[PATCH OLK-5.10 V3 3/8] sched/core: Add cpu.steal_task in cgroup v1 cpu subsystem

30 Sep 2024

hulk inclusion
category: feature
bugzilla: https://gitee.com/openeuler/kernel/issues/IAQWPQ

-----------------------------------------

We add a new cpu.steal_task interface in cgroup v1 for a certain cgroup.
The default value is 0, which means it is disabled, and 1, which means
it is enabled.

If we want to enable the steal task feature for a cgroup, we first need
to configure group_steal in cmdline, then configure STEAL in
sched_feature, and finally configure the value of cpu.steal_task to 1.

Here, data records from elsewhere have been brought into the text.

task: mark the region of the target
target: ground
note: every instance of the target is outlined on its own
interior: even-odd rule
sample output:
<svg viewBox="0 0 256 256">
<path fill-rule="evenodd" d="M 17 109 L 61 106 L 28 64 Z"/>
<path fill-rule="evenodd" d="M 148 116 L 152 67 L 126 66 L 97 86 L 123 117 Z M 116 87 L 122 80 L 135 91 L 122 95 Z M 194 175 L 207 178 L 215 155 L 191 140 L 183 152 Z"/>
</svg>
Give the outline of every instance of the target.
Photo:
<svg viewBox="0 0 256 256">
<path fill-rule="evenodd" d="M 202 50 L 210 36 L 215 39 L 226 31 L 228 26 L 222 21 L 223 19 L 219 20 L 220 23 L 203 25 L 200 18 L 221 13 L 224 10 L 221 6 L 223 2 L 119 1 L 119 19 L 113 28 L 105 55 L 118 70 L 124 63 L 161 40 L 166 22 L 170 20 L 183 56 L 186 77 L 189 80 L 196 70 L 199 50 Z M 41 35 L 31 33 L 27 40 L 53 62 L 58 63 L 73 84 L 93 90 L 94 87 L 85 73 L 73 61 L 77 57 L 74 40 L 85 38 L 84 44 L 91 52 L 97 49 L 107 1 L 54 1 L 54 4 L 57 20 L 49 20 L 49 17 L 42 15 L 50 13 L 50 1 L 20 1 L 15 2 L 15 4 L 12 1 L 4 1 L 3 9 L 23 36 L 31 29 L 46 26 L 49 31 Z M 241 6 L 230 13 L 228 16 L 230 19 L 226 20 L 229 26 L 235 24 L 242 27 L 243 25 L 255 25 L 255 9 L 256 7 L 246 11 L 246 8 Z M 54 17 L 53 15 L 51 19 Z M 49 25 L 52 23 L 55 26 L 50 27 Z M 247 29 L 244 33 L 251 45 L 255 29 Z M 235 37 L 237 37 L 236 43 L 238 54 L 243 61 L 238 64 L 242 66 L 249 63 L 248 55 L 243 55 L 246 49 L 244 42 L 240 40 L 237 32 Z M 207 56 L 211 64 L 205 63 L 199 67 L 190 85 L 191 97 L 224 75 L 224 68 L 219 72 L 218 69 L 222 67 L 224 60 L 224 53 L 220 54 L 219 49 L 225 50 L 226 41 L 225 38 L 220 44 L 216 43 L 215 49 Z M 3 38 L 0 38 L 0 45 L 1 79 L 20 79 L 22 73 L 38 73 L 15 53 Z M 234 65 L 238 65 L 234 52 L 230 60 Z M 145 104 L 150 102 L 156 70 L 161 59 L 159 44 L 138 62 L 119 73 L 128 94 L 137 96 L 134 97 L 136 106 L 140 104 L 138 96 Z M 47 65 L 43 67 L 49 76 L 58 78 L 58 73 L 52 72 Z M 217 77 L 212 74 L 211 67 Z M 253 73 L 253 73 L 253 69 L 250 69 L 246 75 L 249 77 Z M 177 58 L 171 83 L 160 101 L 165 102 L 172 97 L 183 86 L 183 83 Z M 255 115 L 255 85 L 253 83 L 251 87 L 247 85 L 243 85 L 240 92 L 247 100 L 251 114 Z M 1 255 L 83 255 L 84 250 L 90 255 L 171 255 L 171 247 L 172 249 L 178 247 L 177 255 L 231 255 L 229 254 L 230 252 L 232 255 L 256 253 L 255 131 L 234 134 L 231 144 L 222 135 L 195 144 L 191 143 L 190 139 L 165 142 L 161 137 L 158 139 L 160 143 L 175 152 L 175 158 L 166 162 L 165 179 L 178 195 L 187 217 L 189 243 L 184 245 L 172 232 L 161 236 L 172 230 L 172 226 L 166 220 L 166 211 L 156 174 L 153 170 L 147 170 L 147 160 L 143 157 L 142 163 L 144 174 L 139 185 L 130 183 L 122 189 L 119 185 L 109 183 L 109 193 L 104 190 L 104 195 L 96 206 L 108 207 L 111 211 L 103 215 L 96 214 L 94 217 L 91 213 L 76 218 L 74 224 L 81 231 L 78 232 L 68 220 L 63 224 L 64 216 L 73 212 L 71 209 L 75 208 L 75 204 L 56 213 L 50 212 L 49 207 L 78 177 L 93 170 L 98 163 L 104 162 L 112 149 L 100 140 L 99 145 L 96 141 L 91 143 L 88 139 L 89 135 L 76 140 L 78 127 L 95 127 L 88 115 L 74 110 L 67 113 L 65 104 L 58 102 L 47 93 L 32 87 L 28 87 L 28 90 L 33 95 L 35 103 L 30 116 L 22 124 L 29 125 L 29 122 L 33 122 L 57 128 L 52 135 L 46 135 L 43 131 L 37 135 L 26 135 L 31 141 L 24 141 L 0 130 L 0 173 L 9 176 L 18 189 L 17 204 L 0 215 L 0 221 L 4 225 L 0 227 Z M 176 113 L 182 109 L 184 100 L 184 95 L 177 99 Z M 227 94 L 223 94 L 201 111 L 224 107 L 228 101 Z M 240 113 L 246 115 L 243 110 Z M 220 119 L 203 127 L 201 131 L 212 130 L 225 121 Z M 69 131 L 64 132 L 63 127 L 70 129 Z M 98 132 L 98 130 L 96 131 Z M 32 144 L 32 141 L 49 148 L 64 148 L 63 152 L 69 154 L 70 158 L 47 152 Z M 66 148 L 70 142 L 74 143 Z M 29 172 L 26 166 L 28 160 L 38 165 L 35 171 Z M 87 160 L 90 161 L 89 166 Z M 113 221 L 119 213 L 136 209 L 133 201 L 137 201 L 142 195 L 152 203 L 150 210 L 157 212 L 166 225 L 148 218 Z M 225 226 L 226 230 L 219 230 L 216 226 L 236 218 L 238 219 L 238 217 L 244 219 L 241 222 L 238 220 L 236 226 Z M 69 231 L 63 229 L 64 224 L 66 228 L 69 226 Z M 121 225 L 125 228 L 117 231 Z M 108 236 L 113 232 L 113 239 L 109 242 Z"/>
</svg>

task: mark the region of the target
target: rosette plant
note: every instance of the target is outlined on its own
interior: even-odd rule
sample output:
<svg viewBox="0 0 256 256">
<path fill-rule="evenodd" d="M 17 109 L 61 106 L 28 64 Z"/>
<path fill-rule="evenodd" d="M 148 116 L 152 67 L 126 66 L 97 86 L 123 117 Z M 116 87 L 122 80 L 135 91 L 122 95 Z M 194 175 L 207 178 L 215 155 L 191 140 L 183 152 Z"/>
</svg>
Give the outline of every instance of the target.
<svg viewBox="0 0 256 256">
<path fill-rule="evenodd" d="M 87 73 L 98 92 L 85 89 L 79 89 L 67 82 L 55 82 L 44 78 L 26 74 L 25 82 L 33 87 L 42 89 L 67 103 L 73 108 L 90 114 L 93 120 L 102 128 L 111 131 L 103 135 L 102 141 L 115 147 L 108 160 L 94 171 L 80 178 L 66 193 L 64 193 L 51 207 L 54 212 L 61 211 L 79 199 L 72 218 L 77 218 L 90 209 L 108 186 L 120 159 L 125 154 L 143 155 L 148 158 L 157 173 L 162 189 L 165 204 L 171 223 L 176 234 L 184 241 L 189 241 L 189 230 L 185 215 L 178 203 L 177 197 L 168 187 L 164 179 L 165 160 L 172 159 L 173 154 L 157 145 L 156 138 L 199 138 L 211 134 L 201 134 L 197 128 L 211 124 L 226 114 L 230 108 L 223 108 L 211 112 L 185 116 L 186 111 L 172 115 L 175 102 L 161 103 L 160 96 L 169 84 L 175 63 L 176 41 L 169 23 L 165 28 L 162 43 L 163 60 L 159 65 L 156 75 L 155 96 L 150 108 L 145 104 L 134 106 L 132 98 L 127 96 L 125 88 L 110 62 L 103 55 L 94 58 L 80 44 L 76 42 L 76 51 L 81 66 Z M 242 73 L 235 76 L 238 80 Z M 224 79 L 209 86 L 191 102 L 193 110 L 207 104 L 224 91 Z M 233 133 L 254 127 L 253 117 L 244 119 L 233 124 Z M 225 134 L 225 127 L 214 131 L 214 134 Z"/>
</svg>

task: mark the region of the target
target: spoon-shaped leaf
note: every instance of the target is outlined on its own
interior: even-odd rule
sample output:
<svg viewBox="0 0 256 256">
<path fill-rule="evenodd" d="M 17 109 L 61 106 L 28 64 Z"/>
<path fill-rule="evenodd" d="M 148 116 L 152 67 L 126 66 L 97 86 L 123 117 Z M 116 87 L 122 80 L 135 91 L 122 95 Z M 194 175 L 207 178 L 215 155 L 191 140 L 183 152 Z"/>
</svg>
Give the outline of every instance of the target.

Signed-off-by: Cheng Yu <serein.chengyu@huawei.com>
---
 include/linux/sched.h |   4 ++
 kernel/sched/core.c   | 108 ++++++++++++++++++++++++++++++++++++++++++
 kernel/sched/sched.h  |  19 +++++++-
 3 files changed, 130 insertions(+), 1 deletion(-)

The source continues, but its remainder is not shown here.